Deepgreen DB

PAX Column Store

New in version 18.07.


Starting in version 18.x, Deepgreen DB includes a new column store called PAX that is in many ways superior to the default column store in GPDB. It addresses three major complaints of the GPDB column store from current users:

  1. Too many open files – GPDB column store uses one file per column, and all of these must be kept open concurrently during a scan. This is extremely taxing on the OS resources when users have very wide table, as is customary for column store tables.

  2. OID exhaustion – this fault is also introduced by the one-file-per-column design. Each file consumes an OID, which must be remembered in the catalog. As a result, more OIDs are used during normal operation, and the catalog becomes bloated easily as entries relating to these new OIDs are inserted and deleted during intensive ETL operation.

  3. Lack of zonemap – a zonemap is basically a coarse index that eliminates redundant scans that would never produce rows. Naturally, this has major performance implication as it helps keep I/O to the minimal when scanning column stores with filters.

Usage

Creating a PAX table only requires the storage directive APPENDONLY=true, COMPRESSTYPE=PAX.

    CREATE TABLE T ( ... ) WITH (APPENDONLY=true, COMPRESSTYPE=PAX);

Example: Create

The following shows how we can create a PAX table and a regular GPDB column store table:

test=# create table paxtab (i bigint, f double precision) 
       with (appendonly=true, compresstype=pax);
CREATE TABLE

test=# create table coltab (i bigint, f double precision) 
       with (appendonly=true, orientation=column, compresstype=lz4);
CREATE TABLE

Example: Insert

The following shows that the insertion speed is about on-par.

test=# insert into paxtab select i, i from generate_series(1, 10000000) i;
INSERT 0 10000000
Time: 4777.665 ms

test=# insert into coltab select i, i from generate_series(1, 10000000) i;
INSERT 0 10000000
Time: 4349.718 ms

Example: Count and Agg

For counts, a PAX table is about 2X faster than regular GPDB column table.

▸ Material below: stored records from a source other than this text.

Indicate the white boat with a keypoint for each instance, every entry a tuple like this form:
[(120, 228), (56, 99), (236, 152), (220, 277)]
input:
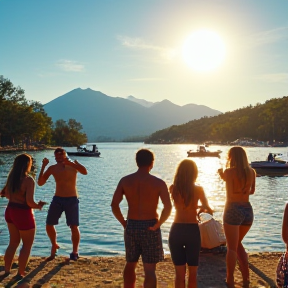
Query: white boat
[(83, 151), (279, 166), (203, 152)]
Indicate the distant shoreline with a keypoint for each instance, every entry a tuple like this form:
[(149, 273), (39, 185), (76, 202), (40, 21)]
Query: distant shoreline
[(31, 149)]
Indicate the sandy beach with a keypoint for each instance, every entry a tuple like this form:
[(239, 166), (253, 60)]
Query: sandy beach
[(107, 272)]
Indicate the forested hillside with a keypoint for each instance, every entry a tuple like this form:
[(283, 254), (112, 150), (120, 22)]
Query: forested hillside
[(265, 122)]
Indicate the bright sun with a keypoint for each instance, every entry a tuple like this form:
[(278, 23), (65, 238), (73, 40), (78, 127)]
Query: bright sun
[(204, 51)]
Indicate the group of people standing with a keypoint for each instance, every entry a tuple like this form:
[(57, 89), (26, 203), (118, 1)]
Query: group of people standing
[(142, 234)]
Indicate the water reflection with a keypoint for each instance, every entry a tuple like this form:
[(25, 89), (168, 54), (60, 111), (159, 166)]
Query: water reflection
[(103, 235)]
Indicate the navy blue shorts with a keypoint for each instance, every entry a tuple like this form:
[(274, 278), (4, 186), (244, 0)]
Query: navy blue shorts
[(238, 213), (69, 205), (139, 240), (185, 243)]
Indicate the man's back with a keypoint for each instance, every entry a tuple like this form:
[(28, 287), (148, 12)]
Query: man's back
[(142, 192)]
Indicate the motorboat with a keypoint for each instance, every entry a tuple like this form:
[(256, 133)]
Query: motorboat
[(203, 152), (277, 167), (82, 150)]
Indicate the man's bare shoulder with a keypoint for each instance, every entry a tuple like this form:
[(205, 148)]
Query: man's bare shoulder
[(158, 180), (128, 177)]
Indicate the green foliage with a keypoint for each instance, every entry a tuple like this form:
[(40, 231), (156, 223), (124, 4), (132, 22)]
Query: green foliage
[(68, 134), (21, 121), (265, 122)]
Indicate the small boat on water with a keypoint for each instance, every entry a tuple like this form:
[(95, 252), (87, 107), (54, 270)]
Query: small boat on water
[(203, 152), (277, 166), (83, 151)]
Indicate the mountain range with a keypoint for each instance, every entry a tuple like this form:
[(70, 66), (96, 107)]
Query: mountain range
[(106, 118)]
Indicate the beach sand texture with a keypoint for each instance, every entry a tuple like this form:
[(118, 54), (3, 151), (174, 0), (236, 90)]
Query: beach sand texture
[(107, 272)]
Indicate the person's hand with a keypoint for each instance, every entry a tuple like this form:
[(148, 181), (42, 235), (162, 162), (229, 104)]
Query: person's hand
[(45, 162), (67, 160), (125, 224), (155, 227), (41, 204), (220, 171)]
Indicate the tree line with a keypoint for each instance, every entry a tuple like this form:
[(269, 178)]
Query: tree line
[(26, 123), (264, 122)]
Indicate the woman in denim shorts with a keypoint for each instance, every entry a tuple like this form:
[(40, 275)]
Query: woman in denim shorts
[(238, 213)]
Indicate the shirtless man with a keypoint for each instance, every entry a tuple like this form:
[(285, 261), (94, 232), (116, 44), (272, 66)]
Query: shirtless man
[(65, 198), (142, 228)]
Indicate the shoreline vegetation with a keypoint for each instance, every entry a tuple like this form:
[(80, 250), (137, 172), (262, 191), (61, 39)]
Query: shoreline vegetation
[(8, 149), (107, 272)]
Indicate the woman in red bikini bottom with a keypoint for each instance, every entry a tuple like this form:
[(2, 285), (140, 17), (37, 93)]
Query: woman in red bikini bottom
[(19, 189)]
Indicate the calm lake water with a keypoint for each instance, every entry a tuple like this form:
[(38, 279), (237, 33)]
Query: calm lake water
[(102, 235)]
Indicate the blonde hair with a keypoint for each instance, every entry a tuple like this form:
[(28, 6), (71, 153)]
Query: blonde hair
[(184, 181), (237, 158)]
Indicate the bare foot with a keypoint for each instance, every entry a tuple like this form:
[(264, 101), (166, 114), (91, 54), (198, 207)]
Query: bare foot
[(3, 275), (54, 249), (229, 284)]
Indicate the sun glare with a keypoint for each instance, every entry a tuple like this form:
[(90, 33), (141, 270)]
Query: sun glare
[(204, 51)]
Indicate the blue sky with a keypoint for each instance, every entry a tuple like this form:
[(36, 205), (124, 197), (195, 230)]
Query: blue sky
[(133, 47)]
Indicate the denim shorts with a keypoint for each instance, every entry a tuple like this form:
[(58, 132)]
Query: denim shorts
[(69, 205), (238, 213)]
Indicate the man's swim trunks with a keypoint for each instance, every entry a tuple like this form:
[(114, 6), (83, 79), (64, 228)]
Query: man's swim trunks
[(69, 205), (21, 215), (185, 243), (139, 240), (238, 213)]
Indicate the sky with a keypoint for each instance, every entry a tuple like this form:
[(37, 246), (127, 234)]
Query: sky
[(147, 49)]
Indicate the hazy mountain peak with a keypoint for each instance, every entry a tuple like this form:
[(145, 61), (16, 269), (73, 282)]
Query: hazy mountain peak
[(142, 102), (107, 118)]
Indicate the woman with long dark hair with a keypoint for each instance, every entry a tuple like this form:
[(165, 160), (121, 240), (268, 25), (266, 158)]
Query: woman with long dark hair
[(238, 213), (184, 237), (19, 189)]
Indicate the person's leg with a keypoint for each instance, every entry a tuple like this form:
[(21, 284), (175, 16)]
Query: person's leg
[(129, 274), (242, 255), (192, 280), (75, 238), (14, 242), (27, 237), (53, 215), (71, 209), (232, 239), (180, 271), (51, 232), (150, 275)]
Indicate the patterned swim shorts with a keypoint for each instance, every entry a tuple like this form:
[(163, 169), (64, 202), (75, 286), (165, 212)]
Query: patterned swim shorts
[(238, 213), (141, 241)]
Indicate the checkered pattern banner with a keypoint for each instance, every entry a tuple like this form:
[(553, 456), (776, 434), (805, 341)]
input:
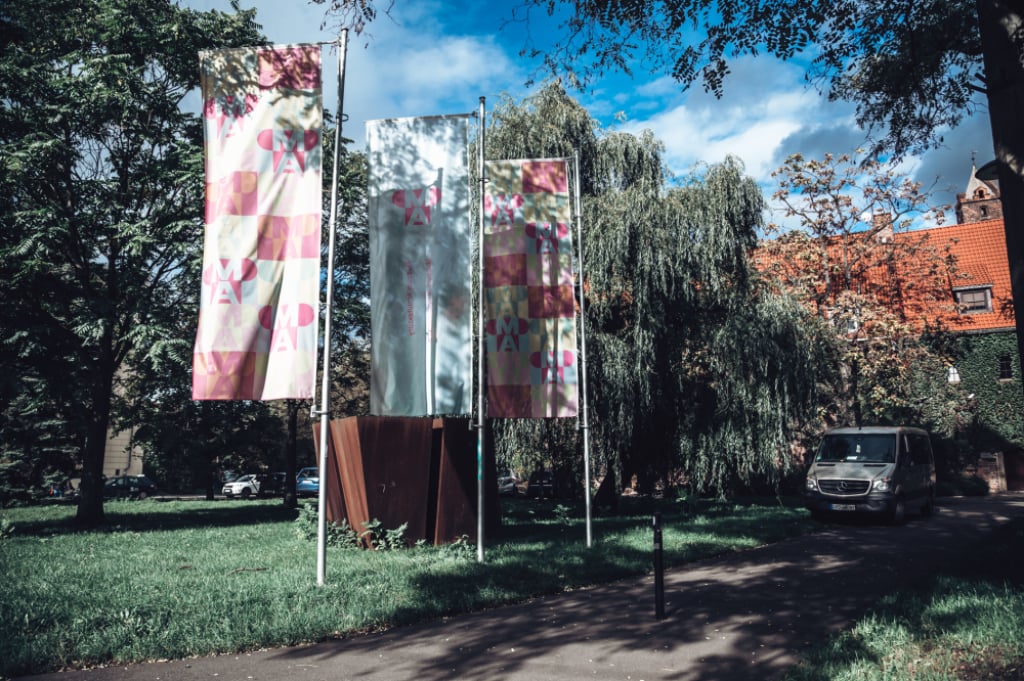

For aggs, PAX table also performs faster than GPDB column store.

test=# select count(*) from paxtab;
  count   
----------
 10000000
(1 row)

Time: 79.673 ms
test=# select count(*) from coltab;
  count   
----------
 10000000
(1 row)

Time: 157.946 ms
test=# select sum(i), sum(f) from paxtab;
      sum       |      sum       
----------------+----------------
 50000005000000 | 50000005000000
(1 row)

Time: 216.214 ms
test=# select sum(i), sum(f) from coltab;
      sum       |      sum       
----------------+----------------
 50000005000000 | 50000005000000
(1 row)

Time: 264.438 ms

Example: Filter

PAX table has built-in zonemap which provides tremendous speed in filtering. This is evident from the example below:

test=# select * from paxtab where i = 1000000;
    i    |    f    
---------+---------
 1000000 | 1000000
(1 row)

Time: 14.329 ms
test=# select * from coltab where i = 1000000;
    i    |    f    
---------+---------
 1000000 | 1000000
(1 row)

Time: 247.382 ms